A majority of gymnasts will experience wrist pain at some point in their career, affecting up to 79% of those in the sport. In gymnastics, the repetitive loads of tumbling, swinging and weight-bearing on the hands may lead to overuse injury or stress fracture. Distal radial physeal stress syndrome (commonly known as Gymnast’s wrist) is a stress injury affecting the growth plate at the end of the radius (forearm) bone. In children, the growth plate is made of cartilage which is softer and more vulnerable to injury compared with mature bone. This condition can ultimately cause chronic pain, loss of motion, and eventual inability to weight-bear or perform impact skills onto the hand. It is important to have wrist pain evaluated by a sports medicine doctor, especially if pain persists despite rest and basic care.

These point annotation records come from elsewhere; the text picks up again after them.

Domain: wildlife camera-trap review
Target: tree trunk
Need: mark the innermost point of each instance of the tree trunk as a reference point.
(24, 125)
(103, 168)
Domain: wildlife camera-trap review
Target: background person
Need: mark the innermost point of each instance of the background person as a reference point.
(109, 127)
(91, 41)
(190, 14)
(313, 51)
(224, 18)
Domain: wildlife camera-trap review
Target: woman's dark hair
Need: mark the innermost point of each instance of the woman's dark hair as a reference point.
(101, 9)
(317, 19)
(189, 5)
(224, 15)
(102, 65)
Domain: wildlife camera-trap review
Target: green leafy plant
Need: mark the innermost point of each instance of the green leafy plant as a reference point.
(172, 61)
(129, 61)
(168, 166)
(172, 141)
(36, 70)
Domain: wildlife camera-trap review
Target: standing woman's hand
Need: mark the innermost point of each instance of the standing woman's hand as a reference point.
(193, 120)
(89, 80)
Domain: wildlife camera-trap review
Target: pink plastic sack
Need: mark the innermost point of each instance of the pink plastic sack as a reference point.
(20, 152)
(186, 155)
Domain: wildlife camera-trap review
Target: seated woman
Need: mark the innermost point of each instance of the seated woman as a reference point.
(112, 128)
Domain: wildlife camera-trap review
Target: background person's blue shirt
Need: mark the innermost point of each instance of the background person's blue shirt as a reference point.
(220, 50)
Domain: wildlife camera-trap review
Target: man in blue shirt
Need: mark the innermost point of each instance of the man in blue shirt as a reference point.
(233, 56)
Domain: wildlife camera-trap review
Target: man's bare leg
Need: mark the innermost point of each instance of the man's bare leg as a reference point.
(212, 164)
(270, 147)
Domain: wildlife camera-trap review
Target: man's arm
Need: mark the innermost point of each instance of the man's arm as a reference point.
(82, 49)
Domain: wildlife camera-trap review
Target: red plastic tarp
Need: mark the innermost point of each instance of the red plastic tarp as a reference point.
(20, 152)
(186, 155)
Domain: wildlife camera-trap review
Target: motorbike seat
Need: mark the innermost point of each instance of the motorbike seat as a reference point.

Many gymnastics skills require weight-bearing and loading onto the arms. Over time this repetitive stress can result in cartilage damage at the elbow joint, called osteochondritis dissecans (OCD). The cartilage sits over top the bone much like asphalt sits over a roadbed. The cartilage may crack but not become displaced or the damaged piece may break free much like a pothole breaking loose from asphalt. In other sports, this condition is more commonly seen at the knee or ankle joints. However, because of the unique demands of the sport, the gymnast will predominantly see this injury at the elbow and therefore, should be cautious of elbow pain that does not improve with rest.

The Female Athlete Triad is a medical condition that includes one or more of the following: 

  1. Low energy availability with or without disordered eating
  2. Menstrual dysfunction
  3. Low bone mineral density

The Triad is most commonly seen in physically active girls and women who participate in aesthetically-pleasing sports such as ballet, gymnastics, figure skating, and diving. Other sports that value a thin, lean body type such as rowing or distance running are also at a higher risk. This condition may range from mild to severe, with the most serious complications involving clinical eating disorders, abnormal or absent periods, and osteoporosis. In addition, the Triad is linked to decreased performance in the athlete’s chosen sport and increased risk of stress fractures. A multi-faceted treatment plan may be necessary for this condition and Cincinnati Children’s is well-equipped to handle all aspects of recovery. Our Sports Medicine physicians have a gymnastics-specific approach concerning the activity level, nutritional concerns, and psychological factors of the gymnast. 

Tips for Parents and Coaches

Local gymnast does the splits.

Coaches: You are on the front lines with the athletes and can play a big role in the area of injury prevention. Overuse injuries to the growth plates are more common when the athlete is growing at their fastest rate, approximately age 11 (girls) and age 13 (boys). For a female gymnast, the 9-13 year old window is often a time to move up in levels and progress skills in the gym. This means increased hours in the gym, increased training intensity, and advanced routines that are inherently more demanding on the body. Keep a close watch on any gymnasts exhibiting pain during this timeframe because they are more susceptible to both acute and chronic injury, especially growth-related injury. 

Parents: Check to see if your child’s school or sports club has access to an athletic trainer. Athletic trainers (ATs) are highly qualified, multi-skilled health care professionals who collaborate with physicians to provide preventative services, emergency care, clinical diagnosis, therapeutic intervention, and rehabilitation of injuries and medical conditions. Schools and clubs with an athletic trainer report that their student athletes sustain fewer injuries (both acute and recurring) than those without athletic trainers. Having athletic trainers on staff also improves the rate of early detection of dehydration, head injuries, and other sports-related health issues.